China Rebuffs Hopes for Bailout
By BOB DAVIS
WASHINGTON—China to Europe: Don't expect a bailout from us
That was the message delivered by a number of Chinese officials during meetings at the International Monetary Fund, where China was widely seen as an answer to the euro zone's problems, either as a purchaser of European debt or as a country that could further goose its economic growth rate.
"We can't just go save someone," said Gao Xiqing, president of China Investment Corp., China's huge sovereign wealth fund. "We're not saviors. We have to save ourselves," he said at a weekend panel discussion
If Europe decided to issue euro-zone bonds—debt guaranteed by all euro-zone members—CIC would consider becoming a purchaser, he said afterwards. "If it has a risk profile that fits into our allocation, we'll buy some," Mr. Gao said. "But don't expect us to buy more than our risk appetite would take."
That appeared to rule out CIC buying debt from Italy, Greece and other troubled euro-zone nations that are having the toughest time finding buyers.
Chinese central banker Zhou Xiaochuan was just as adamant that China shouldn't be expected to boost its growth rate in an unsustainable fashion to help out the global economy.
Currently China is growing at roughly a 9% annual pace. He said that growth of somewhere between 8% and 10% was a "reasonable expectation."
"Some people may have an irrational hope that the higher the growth, the better," he said at a Saturday news conference. But growth rates of 15% or higher—"that's not realistic," he said.
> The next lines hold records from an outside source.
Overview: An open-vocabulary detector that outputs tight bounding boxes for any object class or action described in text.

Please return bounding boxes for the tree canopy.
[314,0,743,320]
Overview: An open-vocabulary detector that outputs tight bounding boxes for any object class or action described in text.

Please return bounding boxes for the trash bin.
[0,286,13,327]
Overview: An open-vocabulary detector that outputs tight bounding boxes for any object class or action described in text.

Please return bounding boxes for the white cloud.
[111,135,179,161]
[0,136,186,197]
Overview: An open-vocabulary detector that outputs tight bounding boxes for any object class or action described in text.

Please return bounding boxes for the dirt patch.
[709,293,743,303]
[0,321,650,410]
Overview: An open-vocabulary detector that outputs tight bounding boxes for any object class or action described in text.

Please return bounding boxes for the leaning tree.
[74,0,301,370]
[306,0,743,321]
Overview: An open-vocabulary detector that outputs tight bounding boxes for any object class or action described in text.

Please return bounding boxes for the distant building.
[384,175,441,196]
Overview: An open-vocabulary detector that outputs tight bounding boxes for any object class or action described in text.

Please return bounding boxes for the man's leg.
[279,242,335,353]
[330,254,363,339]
During the 2008-2009 financial crisis, China boosted spending by near 11 trillion yuan (about $1.7 trillion in today's dollars), which helped keep its growth above 9%, and powered the purchase of imports, particularly commodities. But another big stimulus plan is unlikely. That's because China sees inflation as a bigger threat than inadequate growth, and also because China worries that a large percentage of the loans made during the stimulus surge may go bad, saddling the government with a debt problem.
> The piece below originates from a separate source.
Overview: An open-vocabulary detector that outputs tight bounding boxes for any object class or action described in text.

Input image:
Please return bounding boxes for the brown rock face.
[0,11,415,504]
Mr. Zhou, governor of the People's Bank of China, also gave no indication that the crisis would lead to a change in China's currency policy. Since it allowed the yuan to float somewhat in June 2010, the yuan has appreciated at a rate of about 5.5% a year against the dollar.
IMF Managing Director Christine Lagarde urged China to let its currency strengthen more swiftly as a way to boost imports from the rest of the world. "A little bit of currency appreciation might help," she said.
At the very least, Mr. Zhou said, China wasn't likely to halt the rise of its currency as it did during the 2008 crisis, when it feared that a stronger yuan would further cut into exports.
He said 2008 was a special case where "international considerations may have let us put some calculations in our policy making." Current economic woes weren't of that magnitude, he said.